必要な情報を持ち寄り、切り口を共有してワークショップをくり返す。そうやって、これまで何も考えてこなかったチームが、自分たちで考えることができるようになるのにどの程度の時間が必要でしょうか。優秀な人たちなら1回のワークショップだけで変わることもありますが、私の経験では、ほとんどのチームが2、3回のワークショップを経験するとできるようになります。時間にして1~2ヵ月。長くて半年ぐらいです。この時間を長すぎると考えるか、考えるチーム、学習する組織を育てるために必要な投資と考えるのかは重要な経営判断だと思います。
〈技術6〉
収束の技術
収束する前にできるだけ発散するというのは、アイデアを生むための基本ですが、ワークショップでもこのルールは大切です。しかし、私の経験では発散はそれほど難しくなく、むしろ収束で困っているファシリテーターが多いように思います。グランドルールの中に「否定しない」といったことが書かれていて、それにとらわれて絞りこめないということもあるようです。

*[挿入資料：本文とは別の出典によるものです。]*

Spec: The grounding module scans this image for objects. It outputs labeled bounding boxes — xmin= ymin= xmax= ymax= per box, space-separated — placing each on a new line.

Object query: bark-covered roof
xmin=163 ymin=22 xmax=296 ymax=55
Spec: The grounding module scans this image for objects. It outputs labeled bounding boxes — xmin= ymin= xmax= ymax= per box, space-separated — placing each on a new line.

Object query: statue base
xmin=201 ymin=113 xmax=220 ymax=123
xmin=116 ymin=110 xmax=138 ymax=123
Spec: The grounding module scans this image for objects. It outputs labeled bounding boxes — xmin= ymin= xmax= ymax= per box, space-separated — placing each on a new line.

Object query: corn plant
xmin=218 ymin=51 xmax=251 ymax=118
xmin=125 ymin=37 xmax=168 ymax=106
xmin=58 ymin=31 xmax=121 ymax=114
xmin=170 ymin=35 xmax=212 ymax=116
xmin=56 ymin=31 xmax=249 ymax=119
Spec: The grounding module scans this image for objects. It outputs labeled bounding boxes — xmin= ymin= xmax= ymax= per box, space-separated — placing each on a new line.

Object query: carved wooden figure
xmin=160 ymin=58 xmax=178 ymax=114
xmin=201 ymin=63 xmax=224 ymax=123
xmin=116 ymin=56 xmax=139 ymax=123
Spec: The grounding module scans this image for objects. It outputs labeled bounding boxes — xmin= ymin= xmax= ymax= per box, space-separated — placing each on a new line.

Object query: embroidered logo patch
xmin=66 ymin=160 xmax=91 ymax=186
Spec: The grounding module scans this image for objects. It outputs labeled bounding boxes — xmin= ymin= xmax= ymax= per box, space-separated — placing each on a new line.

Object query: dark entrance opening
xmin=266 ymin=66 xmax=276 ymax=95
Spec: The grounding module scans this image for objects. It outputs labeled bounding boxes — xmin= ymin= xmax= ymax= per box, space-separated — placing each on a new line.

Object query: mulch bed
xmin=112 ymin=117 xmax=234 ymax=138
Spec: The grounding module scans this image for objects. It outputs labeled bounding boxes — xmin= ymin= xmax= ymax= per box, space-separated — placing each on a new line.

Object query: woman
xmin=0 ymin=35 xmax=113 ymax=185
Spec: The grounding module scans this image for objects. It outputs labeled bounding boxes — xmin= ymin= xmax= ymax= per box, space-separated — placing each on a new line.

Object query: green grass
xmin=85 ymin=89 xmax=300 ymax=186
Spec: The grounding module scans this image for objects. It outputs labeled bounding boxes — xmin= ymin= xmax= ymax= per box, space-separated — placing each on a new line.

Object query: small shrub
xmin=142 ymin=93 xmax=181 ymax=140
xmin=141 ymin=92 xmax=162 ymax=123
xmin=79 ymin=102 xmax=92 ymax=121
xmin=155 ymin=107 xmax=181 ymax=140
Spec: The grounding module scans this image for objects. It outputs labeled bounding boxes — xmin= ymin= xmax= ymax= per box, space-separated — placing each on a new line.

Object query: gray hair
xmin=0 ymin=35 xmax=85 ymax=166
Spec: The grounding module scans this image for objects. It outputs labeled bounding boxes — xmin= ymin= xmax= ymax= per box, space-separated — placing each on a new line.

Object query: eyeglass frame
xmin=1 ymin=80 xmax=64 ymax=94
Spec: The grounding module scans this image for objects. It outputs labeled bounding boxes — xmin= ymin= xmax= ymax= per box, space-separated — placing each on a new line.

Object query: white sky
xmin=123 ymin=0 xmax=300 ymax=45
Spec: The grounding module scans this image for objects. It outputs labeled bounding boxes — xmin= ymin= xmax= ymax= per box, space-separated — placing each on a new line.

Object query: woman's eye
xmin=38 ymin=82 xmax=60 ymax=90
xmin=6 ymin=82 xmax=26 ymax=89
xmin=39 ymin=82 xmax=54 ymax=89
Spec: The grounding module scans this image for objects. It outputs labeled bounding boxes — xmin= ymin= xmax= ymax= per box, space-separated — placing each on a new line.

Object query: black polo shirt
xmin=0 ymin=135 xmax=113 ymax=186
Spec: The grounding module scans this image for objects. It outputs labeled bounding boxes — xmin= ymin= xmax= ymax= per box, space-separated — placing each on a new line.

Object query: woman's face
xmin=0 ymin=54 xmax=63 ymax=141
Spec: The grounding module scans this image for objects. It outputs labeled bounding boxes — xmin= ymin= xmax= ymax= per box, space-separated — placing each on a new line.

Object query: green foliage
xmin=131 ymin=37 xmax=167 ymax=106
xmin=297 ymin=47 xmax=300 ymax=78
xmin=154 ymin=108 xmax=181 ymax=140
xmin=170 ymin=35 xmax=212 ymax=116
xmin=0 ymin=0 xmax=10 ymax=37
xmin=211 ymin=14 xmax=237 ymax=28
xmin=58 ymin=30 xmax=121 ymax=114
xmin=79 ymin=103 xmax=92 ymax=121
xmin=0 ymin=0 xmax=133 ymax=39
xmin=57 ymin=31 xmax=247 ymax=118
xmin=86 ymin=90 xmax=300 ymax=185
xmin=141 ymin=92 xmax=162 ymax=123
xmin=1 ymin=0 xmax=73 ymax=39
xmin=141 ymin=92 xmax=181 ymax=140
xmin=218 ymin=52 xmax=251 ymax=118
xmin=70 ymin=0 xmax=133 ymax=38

否定的な発言をせずに、優先順位をつけて絞りこむのに役に立つのが、『ストーリーでわかるファシリテーター入門』にくり返し出てきたペイオフ・マトリックスです。私が好きな簡単で強力なツールです。
縦軸に効果の大きさ、横軸にコストや実現可能性の大小をとる。要するに広い意味での費用対効果で分類した4つのゾーンに、アイデアを自分たちの手で分けてもらうのです。立ち上がって手を動かしながら、このペイオフ・マトリックスの貼られた壁に向かって話しあうのは意外と効率的な作業です。このような作業には、脳を活発に動かす作用があることも、いろいろな研究からわかってきています。
さて、そうやってできたペイオフ・マトリックスをどう扱えばいいでしょうか。まず図のDゾーンの案はあっさり捨てましょう。
Aゾーンに案があれば、それに取り組めばいいのですが、実際にはそこには案が残っていない場合が多いものです。その場合BとCから選ぶことになります。私は、チームにやる気があるときにはBを優先します。難しいが、効果は大きいというアイデアです。しかし、弱気になっていて、少しでも早く元気になる結果がほしい場面ではCゾーンに着目するように勧めます。
ペイオフ・マトリックスを使う代わりに、投票してもらうという手もあります。案件数が少なければ、投票の方がすぐに結論を出せるので便利です。